<!-- more why less how -->
# Lessons from open source software development for GDSE
If you are interested in how to successfully do globally distributed software engineering (GDSE) then this blog post is for you! If you are unfamiliar with GDSE then we recommend you read [this Wikipedia article about GDSE](https://en.wikipedia.org/wiki/Distributed_development#Globally_Distributed_Software_Engineering) first.
##
GDSE has rapidly become more prevalent due to the COVID pandemic and will likely continue to grow in a post COVID world. Working in a globally distributed setting brings many opportunities and challenges.
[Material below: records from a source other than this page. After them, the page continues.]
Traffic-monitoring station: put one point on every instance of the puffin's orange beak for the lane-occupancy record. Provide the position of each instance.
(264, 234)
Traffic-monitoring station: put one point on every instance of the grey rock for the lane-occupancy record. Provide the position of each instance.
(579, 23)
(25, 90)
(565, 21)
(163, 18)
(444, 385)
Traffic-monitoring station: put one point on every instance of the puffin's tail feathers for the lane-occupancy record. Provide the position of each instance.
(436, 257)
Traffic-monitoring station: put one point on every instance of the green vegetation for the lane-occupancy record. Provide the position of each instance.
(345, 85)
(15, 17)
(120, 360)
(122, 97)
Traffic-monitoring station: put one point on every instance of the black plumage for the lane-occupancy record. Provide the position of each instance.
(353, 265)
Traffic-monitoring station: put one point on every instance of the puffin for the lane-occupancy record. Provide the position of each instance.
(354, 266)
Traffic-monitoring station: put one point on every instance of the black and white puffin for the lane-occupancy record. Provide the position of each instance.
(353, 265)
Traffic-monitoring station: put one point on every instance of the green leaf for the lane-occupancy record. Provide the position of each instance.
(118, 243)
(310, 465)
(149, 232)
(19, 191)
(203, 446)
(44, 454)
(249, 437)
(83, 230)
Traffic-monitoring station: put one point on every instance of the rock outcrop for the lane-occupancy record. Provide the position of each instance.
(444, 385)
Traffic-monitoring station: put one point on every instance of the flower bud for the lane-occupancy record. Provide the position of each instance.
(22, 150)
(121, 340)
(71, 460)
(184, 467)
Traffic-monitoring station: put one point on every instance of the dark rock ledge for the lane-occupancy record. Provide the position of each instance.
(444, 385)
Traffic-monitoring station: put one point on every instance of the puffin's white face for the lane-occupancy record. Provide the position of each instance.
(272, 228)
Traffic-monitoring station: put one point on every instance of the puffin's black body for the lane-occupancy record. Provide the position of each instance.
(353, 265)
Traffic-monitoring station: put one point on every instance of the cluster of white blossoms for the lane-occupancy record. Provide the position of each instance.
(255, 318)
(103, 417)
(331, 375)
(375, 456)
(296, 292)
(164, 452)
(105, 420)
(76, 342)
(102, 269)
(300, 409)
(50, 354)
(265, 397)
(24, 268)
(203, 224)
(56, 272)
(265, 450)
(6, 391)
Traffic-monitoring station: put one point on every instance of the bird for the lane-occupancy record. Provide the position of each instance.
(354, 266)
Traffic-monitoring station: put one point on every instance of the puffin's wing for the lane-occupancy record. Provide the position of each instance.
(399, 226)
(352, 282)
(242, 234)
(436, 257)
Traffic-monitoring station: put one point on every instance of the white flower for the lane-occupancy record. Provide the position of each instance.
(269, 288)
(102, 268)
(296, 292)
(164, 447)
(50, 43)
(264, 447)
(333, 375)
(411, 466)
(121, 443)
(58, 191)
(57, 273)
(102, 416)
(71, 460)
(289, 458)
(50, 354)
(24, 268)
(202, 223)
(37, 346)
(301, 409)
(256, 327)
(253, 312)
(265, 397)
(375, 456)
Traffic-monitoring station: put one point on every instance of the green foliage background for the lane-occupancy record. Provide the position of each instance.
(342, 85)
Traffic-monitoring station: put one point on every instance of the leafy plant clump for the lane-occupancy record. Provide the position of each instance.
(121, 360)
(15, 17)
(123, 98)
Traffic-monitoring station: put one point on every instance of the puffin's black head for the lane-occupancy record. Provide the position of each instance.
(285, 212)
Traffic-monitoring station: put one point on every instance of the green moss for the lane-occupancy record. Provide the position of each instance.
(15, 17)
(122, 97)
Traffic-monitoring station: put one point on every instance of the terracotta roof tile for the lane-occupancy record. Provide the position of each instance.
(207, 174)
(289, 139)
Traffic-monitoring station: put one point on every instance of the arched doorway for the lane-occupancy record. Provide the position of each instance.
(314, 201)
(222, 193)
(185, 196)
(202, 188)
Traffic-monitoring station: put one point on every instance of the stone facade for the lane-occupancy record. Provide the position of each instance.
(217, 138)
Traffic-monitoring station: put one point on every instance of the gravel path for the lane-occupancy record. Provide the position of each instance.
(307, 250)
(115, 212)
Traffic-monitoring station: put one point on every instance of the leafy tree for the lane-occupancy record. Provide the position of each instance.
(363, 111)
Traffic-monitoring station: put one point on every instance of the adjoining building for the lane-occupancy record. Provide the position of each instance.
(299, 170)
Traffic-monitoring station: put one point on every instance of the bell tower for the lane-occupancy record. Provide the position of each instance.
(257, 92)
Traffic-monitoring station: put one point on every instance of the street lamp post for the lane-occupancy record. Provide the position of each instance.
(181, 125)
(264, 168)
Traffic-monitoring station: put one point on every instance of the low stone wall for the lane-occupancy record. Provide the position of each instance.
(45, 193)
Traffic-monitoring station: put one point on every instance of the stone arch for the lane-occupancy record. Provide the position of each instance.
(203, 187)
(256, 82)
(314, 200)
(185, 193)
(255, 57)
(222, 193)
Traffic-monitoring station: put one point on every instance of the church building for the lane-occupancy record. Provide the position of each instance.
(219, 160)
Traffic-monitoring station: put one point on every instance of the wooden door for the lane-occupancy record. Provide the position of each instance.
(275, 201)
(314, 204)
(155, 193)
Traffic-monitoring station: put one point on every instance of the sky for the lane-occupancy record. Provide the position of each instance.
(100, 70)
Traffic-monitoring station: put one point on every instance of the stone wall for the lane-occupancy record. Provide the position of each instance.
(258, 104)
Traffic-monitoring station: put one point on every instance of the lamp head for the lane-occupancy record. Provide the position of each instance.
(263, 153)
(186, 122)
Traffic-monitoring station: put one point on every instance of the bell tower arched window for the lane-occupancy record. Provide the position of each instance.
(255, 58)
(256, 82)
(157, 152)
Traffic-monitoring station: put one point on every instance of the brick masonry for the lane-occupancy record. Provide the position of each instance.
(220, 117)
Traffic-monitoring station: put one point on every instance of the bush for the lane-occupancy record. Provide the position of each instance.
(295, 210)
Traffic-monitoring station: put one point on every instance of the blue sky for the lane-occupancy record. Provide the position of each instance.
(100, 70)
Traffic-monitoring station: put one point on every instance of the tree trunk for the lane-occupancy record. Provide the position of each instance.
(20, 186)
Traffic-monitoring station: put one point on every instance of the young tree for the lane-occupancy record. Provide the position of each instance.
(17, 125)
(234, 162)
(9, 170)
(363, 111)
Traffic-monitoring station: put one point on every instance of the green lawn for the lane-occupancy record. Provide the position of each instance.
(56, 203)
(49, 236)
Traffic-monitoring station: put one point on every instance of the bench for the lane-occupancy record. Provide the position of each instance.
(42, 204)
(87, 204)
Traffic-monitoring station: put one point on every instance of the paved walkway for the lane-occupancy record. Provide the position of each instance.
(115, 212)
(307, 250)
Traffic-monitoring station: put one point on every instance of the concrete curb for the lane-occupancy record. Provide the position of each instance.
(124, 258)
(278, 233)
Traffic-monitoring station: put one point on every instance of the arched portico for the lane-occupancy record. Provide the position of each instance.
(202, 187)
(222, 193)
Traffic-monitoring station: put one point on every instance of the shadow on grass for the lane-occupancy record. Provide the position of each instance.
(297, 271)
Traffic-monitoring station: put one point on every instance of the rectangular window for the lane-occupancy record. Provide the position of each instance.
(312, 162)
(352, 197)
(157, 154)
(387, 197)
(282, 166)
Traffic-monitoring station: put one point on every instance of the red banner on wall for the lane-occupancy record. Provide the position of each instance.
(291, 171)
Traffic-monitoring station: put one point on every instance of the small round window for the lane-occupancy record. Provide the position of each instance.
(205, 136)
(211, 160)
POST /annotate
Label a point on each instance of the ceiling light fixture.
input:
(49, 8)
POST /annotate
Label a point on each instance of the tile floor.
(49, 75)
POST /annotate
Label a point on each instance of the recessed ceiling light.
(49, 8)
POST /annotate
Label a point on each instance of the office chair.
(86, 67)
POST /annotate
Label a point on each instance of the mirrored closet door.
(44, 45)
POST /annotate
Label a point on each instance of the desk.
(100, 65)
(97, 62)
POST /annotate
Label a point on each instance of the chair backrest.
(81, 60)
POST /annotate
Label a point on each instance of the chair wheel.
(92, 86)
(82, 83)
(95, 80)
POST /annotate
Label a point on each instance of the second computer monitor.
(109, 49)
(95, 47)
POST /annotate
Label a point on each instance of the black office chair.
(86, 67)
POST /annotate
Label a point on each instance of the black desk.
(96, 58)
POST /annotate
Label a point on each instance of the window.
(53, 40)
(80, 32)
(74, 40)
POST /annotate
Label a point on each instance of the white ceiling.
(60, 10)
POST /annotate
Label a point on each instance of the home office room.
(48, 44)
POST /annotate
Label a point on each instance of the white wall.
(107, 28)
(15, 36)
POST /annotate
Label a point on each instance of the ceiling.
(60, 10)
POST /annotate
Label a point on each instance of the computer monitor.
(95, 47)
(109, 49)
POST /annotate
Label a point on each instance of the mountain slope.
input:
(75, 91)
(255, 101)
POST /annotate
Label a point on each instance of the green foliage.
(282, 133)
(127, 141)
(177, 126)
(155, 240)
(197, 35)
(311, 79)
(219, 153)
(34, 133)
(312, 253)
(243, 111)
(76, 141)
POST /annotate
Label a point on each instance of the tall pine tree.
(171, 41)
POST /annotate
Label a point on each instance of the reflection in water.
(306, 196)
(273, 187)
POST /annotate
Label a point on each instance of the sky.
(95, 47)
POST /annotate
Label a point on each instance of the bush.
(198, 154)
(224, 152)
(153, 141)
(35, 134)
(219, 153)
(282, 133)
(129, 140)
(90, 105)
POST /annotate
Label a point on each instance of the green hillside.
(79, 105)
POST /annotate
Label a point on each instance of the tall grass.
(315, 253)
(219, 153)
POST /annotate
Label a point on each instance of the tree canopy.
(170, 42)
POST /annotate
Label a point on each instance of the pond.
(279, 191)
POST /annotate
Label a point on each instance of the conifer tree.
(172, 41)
One of the biggest challenges is the reduced in person communication which is the most effective way of communicating.[[1]]
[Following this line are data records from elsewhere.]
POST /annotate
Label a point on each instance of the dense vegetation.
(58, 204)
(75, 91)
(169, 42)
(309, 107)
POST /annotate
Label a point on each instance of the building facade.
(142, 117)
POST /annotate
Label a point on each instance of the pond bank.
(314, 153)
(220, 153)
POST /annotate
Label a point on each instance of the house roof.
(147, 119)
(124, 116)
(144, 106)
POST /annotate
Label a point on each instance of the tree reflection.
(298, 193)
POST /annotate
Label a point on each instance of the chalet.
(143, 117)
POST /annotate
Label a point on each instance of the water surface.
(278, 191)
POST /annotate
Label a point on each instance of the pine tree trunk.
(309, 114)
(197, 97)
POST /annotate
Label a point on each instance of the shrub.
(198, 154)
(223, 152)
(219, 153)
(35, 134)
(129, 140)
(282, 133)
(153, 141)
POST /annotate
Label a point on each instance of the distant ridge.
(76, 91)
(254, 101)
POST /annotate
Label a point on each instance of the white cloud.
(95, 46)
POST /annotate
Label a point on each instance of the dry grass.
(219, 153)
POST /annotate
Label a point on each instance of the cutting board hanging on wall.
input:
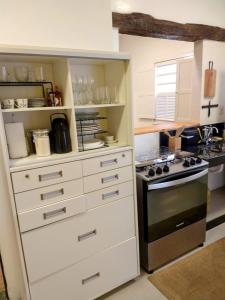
(210, 81)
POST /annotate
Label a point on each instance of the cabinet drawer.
(106, 179)
(92, 277)
(51, 213)
(110, 194)
(51, 248)
(106, 162)
(48, 195)
(35, 178)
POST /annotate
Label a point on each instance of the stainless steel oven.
(172, 212)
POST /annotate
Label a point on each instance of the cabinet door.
(92, 277)
(51, 248)
(107, 179)
(48, 195)
(36, 178)
(106, 162)
(184, 90)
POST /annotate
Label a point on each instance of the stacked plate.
(37, 102)
(88, 128)
(91, 144)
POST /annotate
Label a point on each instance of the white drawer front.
(106, 162)
(106, 179)
(110, 194)
(35, 178)
(51, 213)
(48, 195)
(92, 277)
(51, 248)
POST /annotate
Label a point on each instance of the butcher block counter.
(163, 126)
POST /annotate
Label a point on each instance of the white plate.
(91, 144)
(111, 142)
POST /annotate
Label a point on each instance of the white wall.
(8, 245)
(206, 51)
(208, 12)
(85, 24)
(145, 52)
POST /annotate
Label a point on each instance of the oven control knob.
(166, 169)
(192, 161)
(151, 172)
(159, 171)
(186, 163)
(198, 160)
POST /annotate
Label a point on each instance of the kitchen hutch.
(74, 213)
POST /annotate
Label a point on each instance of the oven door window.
(175, 204)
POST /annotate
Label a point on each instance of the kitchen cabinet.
(74, 213)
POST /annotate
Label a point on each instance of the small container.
(41, 141)
(174, 143)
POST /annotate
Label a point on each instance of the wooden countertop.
(164, 126)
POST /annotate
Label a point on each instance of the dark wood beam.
(146, 25)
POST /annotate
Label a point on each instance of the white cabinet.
(92, 277)
(75, 213)
(52, 248)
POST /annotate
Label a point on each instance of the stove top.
(153, 169)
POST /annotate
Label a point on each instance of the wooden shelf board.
(164, 126)
(29, 109)
(98, 105)
(33, 159)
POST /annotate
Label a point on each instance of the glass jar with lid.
(41, 141)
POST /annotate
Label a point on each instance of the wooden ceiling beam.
(145, 25)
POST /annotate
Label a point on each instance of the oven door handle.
(177, 182)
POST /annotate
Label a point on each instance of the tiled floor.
(142, 289)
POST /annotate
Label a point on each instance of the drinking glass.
(21, 73)
(40, 74)
(4, 74)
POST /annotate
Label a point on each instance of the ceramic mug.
(109, 138)
(8, 103)
(21, 103)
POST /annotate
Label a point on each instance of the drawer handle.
(52, 194)
(108, 162)
(180, 224)
(110, 178)
(49, 176)
(54, 213)
(87, 235)
(109, 195)
(94, 276)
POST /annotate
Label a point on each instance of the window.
(165, 90)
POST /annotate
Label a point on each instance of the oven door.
(175, 202)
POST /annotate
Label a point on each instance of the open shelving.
(61, 71)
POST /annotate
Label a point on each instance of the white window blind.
(165, 90)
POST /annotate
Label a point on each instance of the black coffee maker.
(60, 134)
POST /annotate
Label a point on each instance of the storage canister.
(41, 141)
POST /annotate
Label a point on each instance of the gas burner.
(153, 169)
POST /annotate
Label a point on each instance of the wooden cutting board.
(210, 81)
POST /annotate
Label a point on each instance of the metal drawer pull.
(52, 194)
(180, 224)
(110, 178)
(86, 280)
(109, 195)
(109, 162)
(49, 176)
(87, 235)
(54, 213)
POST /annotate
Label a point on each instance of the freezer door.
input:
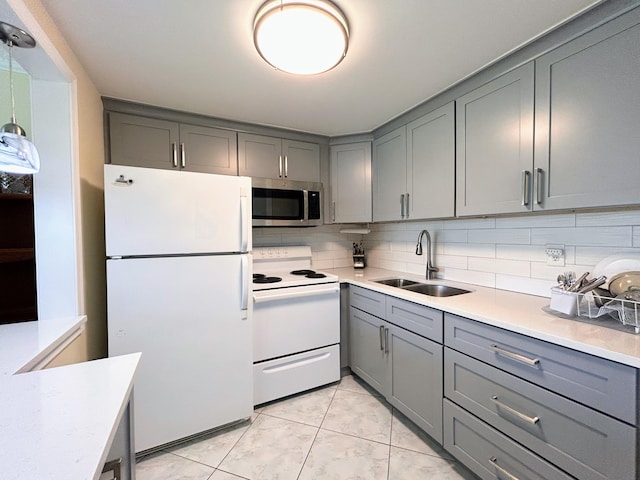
(158, 212)
(185, 315)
In this blog post we will take a look at best practices from open source projects, which typically have hundreds of developers from all over the world working on it, to deliver amazing software. What practices are used to make the software engineering process function so smoothly? And are these practices valuable for GDSE? To answer these questions we investigated three open source projects: Kubernetes, the Apache foundation, and Rust!

## Good documentation
When going to any large open source project a wide array of documentation can be found. Documentation about how to contribute, how to open issues, how to interact with the community. These documents act as the onboarding resources for new collaborators. Let's see to what extent each of the 3 open source projects handles documentation and how these techniques can improve GDSE practices.
### Kubernetes
The Kubernetes project on Github has a [separate repository](https://github.com/kubernetes/community/) for all documentation. The Kubernetes project is quite large and everything is rigorously documented. There is documentation for all technical aspects of the system as well as which committees oversee what parts of the Kubernetes system. The high quality of the documentation and easy access on Github reduces the bar for understanding and contributing to the Kubernetes project. In the image below we can see how the good documentation in action. New contributors are quickly guided to the information they need.

### Apache foundation
Each Apache project provides their own documentation, these documents are used to more easily onboard new collaborators. The documents contain information like; instructions on how to run the program, how to execute the tests, which rules to follow when adding new code, how to communicate with the corresponding team. The Apache projects also keep extensive archives, so it's possible for a new collaborator to read previous discussions.
### Rust
Rust has an extensive webpage that it uses to steer developers that want to contribute or use rust which is called [Rust Forge]. Here every little detail is explained, from the tools they use, to the different ways to install Rust. This webpage also links to the different teams that are working on this project, since Rust is made up out of different components.
### Takeaways
The documentation for these open source projects is much more extensive than typically found in industry. Likely, due to the fact that good documentation is necessary to make contributing easy for external contributors. Another benefit of good documentation, is that developers can easily find what they are looking for. What companies doing GDSE should takeaway from the good documentation of the open source projects is that having good documentation for projects will make it easier for new developers to be onboarded and reduce needless communication about where to find relevant information.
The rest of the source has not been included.